The NCC H100 v5 VM SKUs offer a hardware-based Trusted Execution Environment (TEE) that improves the security of guest virtual machines (VMs). This environment protects against potential access to VM memory and state by the hypervisor and other host management code, thereby safeguarding against unauthorized operator access. Customers can initiate attestation requests within these VMs to verify that they are running on a properly configured TEE. This verification is essential before releasing keys and launching sensitive applications.
(Source: Tech Community Blog Post)
In a LinkedIn post by Vikas Bhatia, head of product, Azure confidential computing, and Drasko Draskovic, founder & CEO of Abstract Machines commented:
Congrats for this, but attestation is still the weakest point of TEEs in CSP VMs. Current attestation mechanisms from Azure and GCP – if I am not mistaken – demand trust with the cloud provider, which in many ways beats the purpose of Confidential Computing. Currently – looks that baremetal approach is the only viable option, but this again in many ways removes the need for TEEs (except for providing the service of multi-party computation).
Several companies have leveraged the Azure NCC H100 v5 GPU virtual machine for workloads like confidential audio-to-text inference using Whisper models, video analysis for incident prevention, data privacy with confidential computing, and stable diffusion projects with sensitive design data in the automotive sector.
Besides Microsoft, the two other big hyperscalers, AWS and Google, also offer NVIDIA H100 Tensor Core GPUs.
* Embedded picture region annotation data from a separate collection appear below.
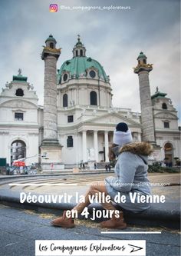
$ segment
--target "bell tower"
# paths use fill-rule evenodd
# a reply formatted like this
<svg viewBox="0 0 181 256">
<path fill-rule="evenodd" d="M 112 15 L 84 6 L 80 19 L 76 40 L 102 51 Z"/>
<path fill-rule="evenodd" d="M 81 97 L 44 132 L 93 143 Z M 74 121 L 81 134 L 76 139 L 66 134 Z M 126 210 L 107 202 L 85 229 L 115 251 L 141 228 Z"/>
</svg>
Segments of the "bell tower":
<svg viewBox="0 0 181 256">
<path fill-rule="evenodd" d="M 147 64 L 146 59 L 147 57 L 141 52 L 137 58 L 138 63 L 134 68 L 134 73 L 138 74 L 139 77 L 143 141 L 155 144 L 153 113 L 149 81 L 149 73 L 153 69 L 153 64 Z"/>
</svg>

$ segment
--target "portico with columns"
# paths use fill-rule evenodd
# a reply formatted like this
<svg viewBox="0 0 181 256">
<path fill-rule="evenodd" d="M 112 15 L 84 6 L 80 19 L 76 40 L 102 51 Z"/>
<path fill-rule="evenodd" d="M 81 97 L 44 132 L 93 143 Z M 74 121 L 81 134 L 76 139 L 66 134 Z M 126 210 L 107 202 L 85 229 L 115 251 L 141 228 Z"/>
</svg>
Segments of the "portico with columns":
<svg viewBox="0 0 181 256">
<path fill-rule="evenodd" d="M 120 111 L 123 111 L 123 109 Z M 113 143 L 114 131 L 118 122 L 125 121 L 128 124 L 134 141 L 141 140 L 140 125 L 120 113 L 112 112 L 86 120 L 88 116 L 87 110 L 82 117 L 84 121 L 81 125 L 79 123 L 74 128 L 67 127 L 66 131 L 63 131 L 62 128 L 60 131 L 61 143 L 64 145 L 62 158 L 65 161 L 65 167 L 71 168 L 81 163 L 87 163 L 93 167 L 94 162 L 109 162 L 109 148 Z M 70 136 L 74 141 L 71 147 L 67 145 Z"/>
</svg>

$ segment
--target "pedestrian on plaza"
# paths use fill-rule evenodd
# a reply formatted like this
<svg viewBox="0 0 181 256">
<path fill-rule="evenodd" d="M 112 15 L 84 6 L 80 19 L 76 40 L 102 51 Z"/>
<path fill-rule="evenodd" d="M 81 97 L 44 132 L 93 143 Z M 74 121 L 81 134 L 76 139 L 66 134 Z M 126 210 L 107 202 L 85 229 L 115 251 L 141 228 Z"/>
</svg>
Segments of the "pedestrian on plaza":
<svg viewBox="0 0 181 256">
<path fill-rule="evenodd" d="M 108 170 L 108 165 L 105 165 L 105 169 L 106 169 L 106 171 L 107 171 L 107 170 Z"/>
<path fill-rule="evenodd" d="M 94 163 L 94 170 L 97 169 L 97 162 Z"/>
<path fill-rule="evenodd" d="M 111 166 L 110 166 L 110 164 L 108 165 L 108 169 L 109 169 L 109 171 L 110 171 L 110 170 L 111 170 Z"/>
<path fill-rule="evenodd" d="M 150 194 L 150 181 L 147 178 L 148 155 L 152 152 L 152 146 L 147 142 L 132 142 L 132 135 L 126 123 L 117 124 L 114 132 L 113 148 L 110 152 L 110 160 L 117 158 L 114 168 L 116 177 L 107 177 L 104 181 L 93 183 L 84 196 L 84 202 L 79 203 L 71 211 L 81 214 L 85 207 L 90 204 L 90 196 L 99 194 L 102 198 L 107 195 L 114 201 L 117 196 L 126 198 L 117 205 L 122 209 L 139 213 L 148 209 L 150 206 L 147 202 L 137 203 L 139 194 Z M 130 194 L 136 194 L 135 202 L 132 203 Z M 116 201 L 116 200 L 115 200 Z M 112 202 L 101 202 L 103 208 L 114 212 L 110 220 L 100 223 L 101 228 L 127 228 L 123 211 L 118 211 Z M 73 213 L 73 211 L 71 211 Z M 61 228 L 74 228 L 74 220 L 67 217 L 66 211 L 63 216 L 54 219 L 51 224 Z"/>
</svg>

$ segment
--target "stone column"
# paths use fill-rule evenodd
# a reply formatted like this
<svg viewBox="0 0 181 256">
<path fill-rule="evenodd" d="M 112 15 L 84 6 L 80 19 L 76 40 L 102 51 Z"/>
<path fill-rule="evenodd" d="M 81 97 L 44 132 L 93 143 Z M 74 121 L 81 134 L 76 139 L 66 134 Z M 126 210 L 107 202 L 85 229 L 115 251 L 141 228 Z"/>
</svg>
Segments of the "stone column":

For instance, AWS offers H100 GPUs through its EC2 P5 instances, which are optimized for high-performance computing and AI applications.
In a recent whitepaper about the architecture behind NVIDIA’s H100 Tensor Core GPU (based on Hopper architecture), the NVIDIA company authors write:
H100 is NVIDIA’s 9th-generation data center GPU designed to deliver an order-of-magnitude performance leap for large-scale AI and HPC over our prior-generation NVIDIA A100 Tensor Core GPU. H100 carries over the major design focus of A100 to improve strong scaling for AI and HPC workloads, with substantial improvements in architectural efficiency.
Lastly, Azure NCC H100 v5 virtual machines are currently only available in East US2 and West Europe regions.